Obsessed with watching medical shows, I was fascinated by the man on screen who had contracted
a flesh-eating bug called necrotising fasciitis after cutting his leg on a rose bush.
The disease had caused his leg to go black and doctors had cut out a section of flesh to save his life.
What a miracle he was saved, I thought.
The following month, in September 2017, I noticed I had little red bumps on the inside of my lower right leg.
I hadn’t used any new skincare products or had any underlying skin conditions, but whatever had caused the bumps was making them itch like crazy.
I’m sure it will go away on its own, I thought.
Being the school holidays, I was focused on spending time with my three youngest kids, Edward, then 17, Victoria, 15, and Henry, 13.
My eldest son, Charles, 19, had recently moved away.
A few days later, I realised I’d mindlessly scratched the red bumps on my leg so much I’d broken the skin.
I cleaned it with Dettol and covered it with a bandaid to stop germs from spreading.
When I woke the following day, though, my calf was swollen
Having suffered from rheumatoid arthritis for the last 14 years, I assumed it was just another flare up.
But by 5.30pm I couldn’t bear to put any weight on my leg as I cooked dinner.
With Andrew at a meeting, and Edward and Victoria planning to stay at friends’ houses that night, it was just going to be me and Henry.
After whipping up a batch of spaghetti bolognaise, I waved the kids off and collapsed on the lounge.
By now, the redness had spread from my ankle to my knee and the area felt like it had been badly sunburned.
Suddenly, I felt a shiver wash over me, so I wrapped myself in a fleece blanket
and went to bed with a hot water bottle.
But the pain in my leg was so excruciating, I couldn’t even handle the pressure of the bedsheet on top of it.
I’ll feel better once I sleep, I convinced myself.
By the time Andrew got home at around 10pm, I was completely delirious.
That’s when he noticed a tiny black spot on my ankle.
Over the next few hours, black dots had spread up to my knee so he called an ambulance.

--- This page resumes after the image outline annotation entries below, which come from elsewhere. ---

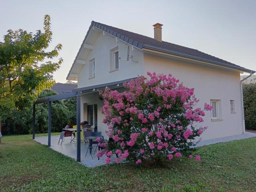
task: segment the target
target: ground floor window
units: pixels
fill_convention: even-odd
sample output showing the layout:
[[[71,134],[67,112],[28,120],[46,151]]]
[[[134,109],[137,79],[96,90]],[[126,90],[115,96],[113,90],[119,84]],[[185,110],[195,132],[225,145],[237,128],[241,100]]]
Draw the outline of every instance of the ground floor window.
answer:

He took a photo on his phone to show me, and I was horrified. It looked just like the man from the show who had necrotising fasciitis!
‘My flesh is dying,’ I cried to Andrew.
At Canberra Hospital, my worst fears were confirmed – I was diagnosed with the flesh-eating bug. Doctors said it was from a break in the skin, caused by the scratch. I was immediately prepped for surgery, where doctors would try to remove the infection.
‘What’s happening?’ I asked a doctor.
‘You will either lose your leg or die,’ he replied bluntly.
Terrified, I thought of the kids.
‘Tell them I love them,’ I begged Andrew.
Then, after a quick kiss goodbye, I was whisked into theatre.
When I woke in ICU the next day, a nurse told me the surgical team had managed to save my leg.
They’d been forced to cut out a large section of skin and muscle – measuring 20cm long, 10cm wide and 6cm deep – going from my knee right down to my ankle, to remove the infected area.
As a size 28, I’d struggled with my weight all my life.
Incredibly, doctors revealed that because I was a bigger person, the extra flesh on my calf meant the bug didn’t have a chance to get all the way down to my bone.
‘You’re very fortunate,’ they said.
I couldn’t believe my extra weight had helped save my life.
When a doctor lifted the covers to show me my leg, I was horrified. Sealed with a vacuum dressing to help remove the gunk inside, it still looked angry and red.
Despite that, I was just so grateful to be alive.
But doctors weren’t satisfied that the disease was completely gone.
Over the next five weeks,
I underwent four more surgeries to scrape away the infection and had a skin graft on my calf with skin taken from my upper thigh.
Once my doctor was satisfied the graft had taken, I was allowed home.
But my recovery was far from over as I needed my dressings changed daily and a wheelchair to get around.
Thankfully, Andrew had taken nine months off work to be with me every step of the way.
With a second chance at life, I knew I needed to embrace it to the fullest and prioritise my health.
So I changed my diet, cutting out all junk food and soft drink, instead opting for smaller meal portions of lean protein and vegies.
Now, more than two years on from developing the infection, I’ve lost a whopping 80 kilos and am wearing a size 18.
‘We’re so proud of you,’ the kids often say.
I’m sharing my story in the hope that others will understand the importance of seeking medical help right away when something doesn’t feel right.
Your health isn’t worth the risk.
I didn’t let you beat me, I now think whenever I look at my wound.
What is necrotising fasciitis (NF)?
Commonly known as flesh-eating disease, NF is a rare bacterial infection that results in the death of parts of the body’s soft tissue. It spreads quickly and can cause death. Accurate diagnosis, rapid treatment and prompt surgery are important to stop this infection.